Aland merasa kesal karena seharusnya hari ini mereka berempat membahas kasus kakaknya. Namun, mereka malah datang membawa seorang gadis yang entah siapa—di tengah-tengah mereka. Mereka menyebut dirinya sebagai Jane—mahasiswi ekonomi tingkat pertama yang merupakan teman Ken dari club dansa ballroom.

“Akan sangat menguntungkan jika Jane bergabung dengan kita. Dia cukup dekat dengan senior-seniornya dari jurusan ekonomi, kita bisa memperoleh informasi lebih cepat tentang kakakmu jika dia bergaul teman-teman kakakmu,” jelas Ken.

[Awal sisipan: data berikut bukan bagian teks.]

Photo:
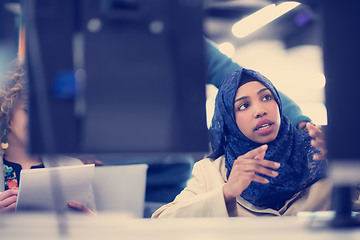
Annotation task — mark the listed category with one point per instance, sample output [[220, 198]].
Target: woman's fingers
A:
[[256, 153], [258, 166], [318, 142], [8, 193], [8, 200], [80, 208]]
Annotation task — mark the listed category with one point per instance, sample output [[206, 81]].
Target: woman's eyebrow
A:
[[242, 98], [262, 90]]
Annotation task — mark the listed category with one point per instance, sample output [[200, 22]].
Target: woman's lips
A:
[[264, 127]]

Aland menggaruk kepalanya yang tak gatal. Ia tersenyum canggung ketika melirik Jane yang dibalas Jane dengan senyumnya. Lalu Aland mendekat pada Joo dan berbisik padanya. “Apa kau yakin dia bisa dipercaya?”

“Ken bilang, dia juga tinggal di asrama kampus. Otomatis dia mengetahui apa saja yang terjadi di dalam kampus lebih baik daripada kita. Menurutku tidak ada salahnya menerimanya, kelihatannya dia gadis baik-baik,” ucap Joo.

Aland sebenarnya masih ragu menerima orang lain untuk ikut serta dalam kasus kakaknya. Namun, agar cepat menemukan informasi tentang kakaknya, Aland menurut saja pada mereka. Tidak ada salahnya menerima Jane kalau dia bisa memperoleh informasi tentang kakaknya lebih mudah.

“Baiklah, apa kau sudah tahu apa tujuan kami sebenarnya?” tanya Aland pada Jane. Gadis itu lantas mengangguk dan tersenyum. Perangainya yang ramah seketika mengubah keraguan Aland padanya.

“Aku tahu. Ken sudah menceritakannya padaku. Jangan khawatir, Aku tidak akan menceritakan masalahmu pada orang lain. Kau bisa mempercayaiku.” Jane menyakinkan Aland agar percaya padanya.

Semuanya kini setuju pada Jane. Di sebuah meja panjang yang dikelilingi kursi-kursi kayu, Aland memulai diskusi. Mereka menyusun rencana untuk bergerak diam-diam dalam menjalankan misi menggali informasi di seluruh penjuru tentang keberadaan mahasiswi yang hilang.

“Hal yang membuat aku ingin membantu Aland adalah karena kejadian yang aku temui baru-baru ini.” Jane memulai pembicaraan. “Pada hari saat Kak Mikhaela dinyatakan menghilang, pada malam harinya aku melihat beberapa orang misterius yang terlihat di sekitar asrama kampus. Aku terbiasa bangun jam 1 pagi untuk pergi ke toilet. Saat ingin kembali ke kamar, aku tidak sengaja melihat orang-orang itu. Padahal setiap jam 11 malam, gerbang asrama sudah ditutup dan dilarang ada kegiatan keluar-masuk asrama lagi.”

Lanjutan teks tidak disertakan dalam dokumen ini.